My working
I multiplied the matrix with the matrix $(x, y)$ and named the resultant matrix $(x', y')$
I got: $y' = mx' +c$
$y = mx + c$
(since they both lie on the same line)
$x + 2y = x'$
$5y = y'$
(by multipling the $\begin{bmatrix}1 & 2\\6 & 5\end{bmatrix}$ with $\begin{bmatrix}x \\ y\end{bmatrix}$ and comparing the results to $\begin{bmatrix}x' \\ y'\end{bmatrix}$
well I solved both of them and I got $-2m^{2}x + 4mx -2mc +4c = 0$ I wrote this a bunch of different ways and got "($m = 0$ and $c = 0$) or ($x = 0$ and $c =0$)" which I summed up into "$c = 0$ and ($m=0$ or $x=0$)"
which results in $y = 0 + 0$ ($mx = 0$ since we know either $m$ or $x$ is $0$ so $mx$ will always be $0$)
well $y = 0$ isn't the answer so where is my working wrong?

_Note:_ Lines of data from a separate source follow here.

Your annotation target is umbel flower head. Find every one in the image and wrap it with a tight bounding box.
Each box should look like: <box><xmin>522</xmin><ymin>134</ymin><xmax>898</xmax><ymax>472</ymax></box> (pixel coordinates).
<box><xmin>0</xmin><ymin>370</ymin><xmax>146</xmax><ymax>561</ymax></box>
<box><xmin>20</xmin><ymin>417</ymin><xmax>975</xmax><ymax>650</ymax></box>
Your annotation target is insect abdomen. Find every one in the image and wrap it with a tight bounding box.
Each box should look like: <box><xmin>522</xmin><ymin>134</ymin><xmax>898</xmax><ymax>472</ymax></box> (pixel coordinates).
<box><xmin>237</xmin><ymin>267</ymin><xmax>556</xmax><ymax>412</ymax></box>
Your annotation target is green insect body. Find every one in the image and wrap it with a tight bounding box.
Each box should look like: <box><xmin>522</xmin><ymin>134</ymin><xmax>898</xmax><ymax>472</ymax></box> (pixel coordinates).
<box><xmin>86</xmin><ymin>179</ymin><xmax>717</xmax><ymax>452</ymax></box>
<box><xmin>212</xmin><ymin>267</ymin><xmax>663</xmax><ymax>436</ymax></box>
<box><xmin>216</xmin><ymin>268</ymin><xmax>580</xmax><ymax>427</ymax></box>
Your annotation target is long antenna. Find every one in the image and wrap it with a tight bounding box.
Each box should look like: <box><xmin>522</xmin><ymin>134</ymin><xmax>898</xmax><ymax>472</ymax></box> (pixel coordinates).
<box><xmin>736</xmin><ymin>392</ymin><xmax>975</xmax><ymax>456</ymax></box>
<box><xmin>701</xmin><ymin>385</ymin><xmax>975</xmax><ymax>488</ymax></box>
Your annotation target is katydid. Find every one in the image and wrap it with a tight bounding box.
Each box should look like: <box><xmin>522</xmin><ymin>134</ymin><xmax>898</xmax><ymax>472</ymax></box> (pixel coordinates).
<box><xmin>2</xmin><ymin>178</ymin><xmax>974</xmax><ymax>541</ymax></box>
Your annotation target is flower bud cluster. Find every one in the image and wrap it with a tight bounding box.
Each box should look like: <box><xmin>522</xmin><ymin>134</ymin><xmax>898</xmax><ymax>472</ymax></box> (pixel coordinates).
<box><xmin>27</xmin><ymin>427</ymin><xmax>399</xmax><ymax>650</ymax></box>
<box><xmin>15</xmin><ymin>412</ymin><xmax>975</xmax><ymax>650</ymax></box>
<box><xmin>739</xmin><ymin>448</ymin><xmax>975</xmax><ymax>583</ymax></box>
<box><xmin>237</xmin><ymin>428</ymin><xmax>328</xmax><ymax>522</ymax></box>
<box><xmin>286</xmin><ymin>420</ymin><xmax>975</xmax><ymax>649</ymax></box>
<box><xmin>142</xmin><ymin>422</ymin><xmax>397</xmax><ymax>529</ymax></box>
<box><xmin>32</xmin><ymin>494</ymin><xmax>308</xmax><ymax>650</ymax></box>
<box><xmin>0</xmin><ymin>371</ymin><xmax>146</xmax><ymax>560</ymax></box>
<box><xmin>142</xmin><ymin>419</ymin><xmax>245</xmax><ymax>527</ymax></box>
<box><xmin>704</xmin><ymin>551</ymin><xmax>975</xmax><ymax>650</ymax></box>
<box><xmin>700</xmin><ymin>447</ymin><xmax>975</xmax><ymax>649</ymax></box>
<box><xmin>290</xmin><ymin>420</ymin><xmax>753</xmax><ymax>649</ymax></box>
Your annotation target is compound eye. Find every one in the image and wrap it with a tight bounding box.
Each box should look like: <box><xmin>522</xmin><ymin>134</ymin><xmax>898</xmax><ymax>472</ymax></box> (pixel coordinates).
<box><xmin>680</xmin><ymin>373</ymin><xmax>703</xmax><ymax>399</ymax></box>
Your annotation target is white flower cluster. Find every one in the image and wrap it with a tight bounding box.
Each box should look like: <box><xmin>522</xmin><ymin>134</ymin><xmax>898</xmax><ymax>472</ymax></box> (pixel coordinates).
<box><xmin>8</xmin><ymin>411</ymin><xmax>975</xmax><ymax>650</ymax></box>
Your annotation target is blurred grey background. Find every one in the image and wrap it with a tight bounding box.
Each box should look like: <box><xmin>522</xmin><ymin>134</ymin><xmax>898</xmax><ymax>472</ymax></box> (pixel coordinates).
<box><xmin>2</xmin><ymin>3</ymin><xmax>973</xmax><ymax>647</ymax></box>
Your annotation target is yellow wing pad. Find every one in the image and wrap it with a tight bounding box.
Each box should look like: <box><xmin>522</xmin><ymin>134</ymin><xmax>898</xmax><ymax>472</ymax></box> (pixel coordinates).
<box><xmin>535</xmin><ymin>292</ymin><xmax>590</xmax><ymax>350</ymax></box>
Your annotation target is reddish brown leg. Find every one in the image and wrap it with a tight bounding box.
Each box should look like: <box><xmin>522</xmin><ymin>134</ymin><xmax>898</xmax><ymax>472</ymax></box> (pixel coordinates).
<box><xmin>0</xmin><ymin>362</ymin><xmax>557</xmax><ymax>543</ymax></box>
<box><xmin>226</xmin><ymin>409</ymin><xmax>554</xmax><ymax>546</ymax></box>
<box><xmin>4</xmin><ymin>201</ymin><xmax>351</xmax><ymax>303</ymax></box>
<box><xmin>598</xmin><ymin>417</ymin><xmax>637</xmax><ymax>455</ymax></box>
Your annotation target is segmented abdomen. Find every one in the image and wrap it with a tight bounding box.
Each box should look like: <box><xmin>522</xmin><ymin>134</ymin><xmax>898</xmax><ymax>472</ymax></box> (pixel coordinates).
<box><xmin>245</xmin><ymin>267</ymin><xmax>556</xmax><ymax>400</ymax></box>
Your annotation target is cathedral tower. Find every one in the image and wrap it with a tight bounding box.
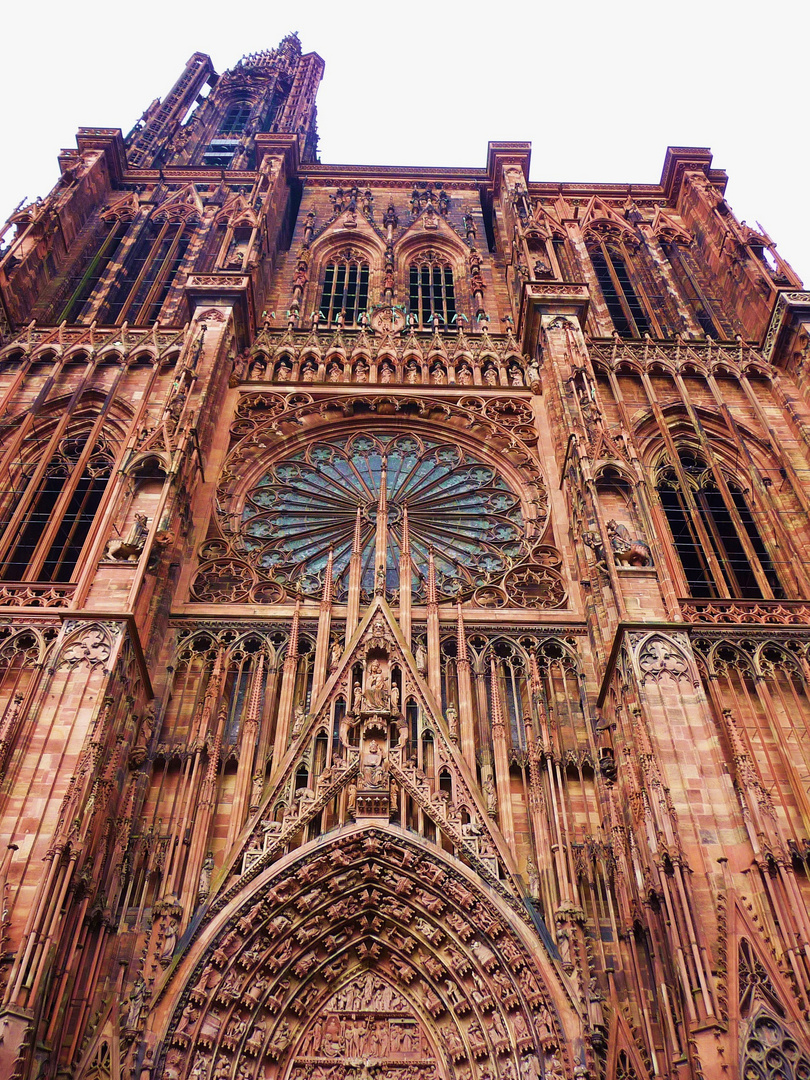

You missed out the term $6x$ when multiplying $\begin{bmatrix}1 & 2\\6 & 5\end{bmatrix}$ with $\begin{bmatrix}x \\ y\end{bmatrix}$. It should be
$$x+2y=x' \quad (1)$$ $$\color{red}{6x}+5y=y' \quad (2)$$
Then you can substitute $y=mx+c$ for both expression, use $y'=mx'+c$ to substitute $(1)$ into $(2)$ and find the required values.